Before that, Rory McIlroy made the 23-year-old mistake of taking a picture of his girlfriend, tennis star Caroline Wozniacki, while she was catching a quick nap, her head on a table, drool dangling from the corner of her mouth. The photo itself was innocent and charming enough, but then McIlroy shared it with a few million of his closest friends on Twitter and Facebook. By the end of the day, it has been seen by fans from San Antonio to Sydney.
Far from being "off limits," the intimates of today's athletes are just as likely to make headlines as the athletes. And in some cases, the media attention feeds the relationship as much as the relationship feeds the media.
Miss Alabama Katherine Webb gained 200,000 Twitter followers, a spot on the Today Show and she will serve as a Super Bowl correspondent for Inside Edition and appear in Sports Illustrated's swimsuit issue after the 30 seconds of attention Brent Musburger gave her during the BCS Championship game. Then there's Johnny Manziel's model girlfriend, Sarah Savage, who was the subject of over a million Google searches after photos from the Heisman ceremony started making the rounds.
It's unhealthy, but it is the way of the modern world.

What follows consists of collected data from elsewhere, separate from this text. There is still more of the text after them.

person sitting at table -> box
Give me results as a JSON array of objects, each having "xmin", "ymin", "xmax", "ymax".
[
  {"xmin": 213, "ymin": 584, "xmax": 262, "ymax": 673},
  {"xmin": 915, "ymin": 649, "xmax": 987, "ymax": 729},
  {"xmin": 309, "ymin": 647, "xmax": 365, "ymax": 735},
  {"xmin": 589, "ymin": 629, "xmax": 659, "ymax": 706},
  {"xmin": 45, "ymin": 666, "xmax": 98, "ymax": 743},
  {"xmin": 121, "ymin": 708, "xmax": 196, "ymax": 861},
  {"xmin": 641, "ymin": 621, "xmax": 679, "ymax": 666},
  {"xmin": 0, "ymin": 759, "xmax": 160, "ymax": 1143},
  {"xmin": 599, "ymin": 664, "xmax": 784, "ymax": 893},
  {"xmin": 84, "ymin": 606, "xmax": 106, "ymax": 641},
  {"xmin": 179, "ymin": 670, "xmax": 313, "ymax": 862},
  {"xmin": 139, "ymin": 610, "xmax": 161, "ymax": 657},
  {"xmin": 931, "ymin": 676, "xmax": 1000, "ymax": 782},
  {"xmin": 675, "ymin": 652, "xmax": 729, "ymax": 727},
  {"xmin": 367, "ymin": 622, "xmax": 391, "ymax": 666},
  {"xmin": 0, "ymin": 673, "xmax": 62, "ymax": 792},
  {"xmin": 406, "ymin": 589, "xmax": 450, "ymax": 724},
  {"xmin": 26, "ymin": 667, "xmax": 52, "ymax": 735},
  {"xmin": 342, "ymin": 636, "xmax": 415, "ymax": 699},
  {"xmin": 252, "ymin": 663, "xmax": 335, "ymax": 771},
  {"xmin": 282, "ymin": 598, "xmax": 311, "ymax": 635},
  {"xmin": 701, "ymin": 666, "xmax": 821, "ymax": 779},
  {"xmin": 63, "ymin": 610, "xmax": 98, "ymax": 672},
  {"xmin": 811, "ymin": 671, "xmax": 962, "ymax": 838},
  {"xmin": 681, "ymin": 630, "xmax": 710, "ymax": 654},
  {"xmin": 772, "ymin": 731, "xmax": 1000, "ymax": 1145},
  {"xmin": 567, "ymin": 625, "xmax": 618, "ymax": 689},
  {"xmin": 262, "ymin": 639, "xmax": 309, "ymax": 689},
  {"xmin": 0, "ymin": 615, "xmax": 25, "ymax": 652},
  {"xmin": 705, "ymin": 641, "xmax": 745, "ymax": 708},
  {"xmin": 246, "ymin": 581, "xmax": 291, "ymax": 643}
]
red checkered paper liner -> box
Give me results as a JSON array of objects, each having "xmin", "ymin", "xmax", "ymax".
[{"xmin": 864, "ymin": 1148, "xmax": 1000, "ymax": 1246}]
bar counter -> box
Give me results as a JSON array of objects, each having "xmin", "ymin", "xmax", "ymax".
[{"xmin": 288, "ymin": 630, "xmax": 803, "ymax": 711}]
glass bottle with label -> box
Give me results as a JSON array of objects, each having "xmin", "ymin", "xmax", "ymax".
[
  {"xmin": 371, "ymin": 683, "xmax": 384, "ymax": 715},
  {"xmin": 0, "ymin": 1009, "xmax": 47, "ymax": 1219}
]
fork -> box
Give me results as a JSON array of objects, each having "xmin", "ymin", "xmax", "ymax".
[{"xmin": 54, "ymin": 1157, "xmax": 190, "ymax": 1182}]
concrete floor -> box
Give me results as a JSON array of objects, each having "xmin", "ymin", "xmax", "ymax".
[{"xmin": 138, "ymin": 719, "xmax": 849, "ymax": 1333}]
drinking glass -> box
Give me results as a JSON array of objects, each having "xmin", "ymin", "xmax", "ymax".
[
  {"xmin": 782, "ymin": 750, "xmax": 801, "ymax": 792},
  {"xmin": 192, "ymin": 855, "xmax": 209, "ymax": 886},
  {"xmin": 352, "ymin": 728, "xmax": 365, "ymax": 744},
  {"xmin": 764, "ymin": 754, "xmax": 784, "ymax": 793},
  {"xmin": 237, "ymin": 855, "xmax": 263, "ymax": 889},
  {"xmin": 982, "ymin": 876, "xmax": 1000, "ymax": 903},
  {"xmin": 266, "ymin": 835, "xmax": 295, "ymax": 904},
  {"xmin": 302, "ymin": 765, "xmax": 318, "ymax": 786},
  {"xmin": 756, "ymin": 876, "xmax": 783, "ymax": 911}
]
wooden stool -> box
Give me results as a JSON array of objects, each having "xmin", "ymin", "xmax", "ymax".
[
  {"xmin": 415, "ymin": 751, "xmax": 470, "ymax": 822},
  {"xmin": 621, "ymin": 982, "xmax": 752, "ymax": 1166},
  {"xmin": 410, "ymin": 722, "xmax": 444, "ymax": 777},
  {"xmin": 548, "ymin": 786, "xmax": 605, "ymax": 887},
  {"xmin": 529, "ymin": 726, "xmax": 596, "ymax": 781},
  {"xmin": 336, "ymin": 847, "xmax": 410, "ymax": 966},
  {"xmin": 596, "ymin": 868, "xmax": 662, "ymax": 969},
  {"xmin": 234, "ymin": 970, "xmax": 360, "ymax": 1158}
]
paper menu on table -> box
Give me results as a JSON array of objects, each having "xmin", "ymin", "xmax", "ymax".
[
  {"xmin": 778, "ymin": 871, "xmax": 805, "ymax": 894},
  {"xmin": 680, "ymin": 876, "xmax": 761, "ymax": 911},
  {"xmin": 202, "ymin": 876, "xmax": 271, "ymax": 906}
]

Tiger's plane lands in Austria on the way to Abu Dhabi and the entire world starts checking Twitter and Facebook to see who else was in Salzburg at the time. It's prurient and grimy, and people can't look away. Because information is instant, so, too, is speculation.
It is one of the things that makes the Te'o tale so bizarre. In a world where Real Housewives become fake celebrities and a photo of a famous couple having breakfast in the morning can be seen my millions before lunch, the idea that an entirely fictionalized human being could gain so much traction for so long seems to defy logic.
Then again, with all the hype surrounding athletes these days, a made-up girlfriend might be the way to go. At least then one of you can get some peace.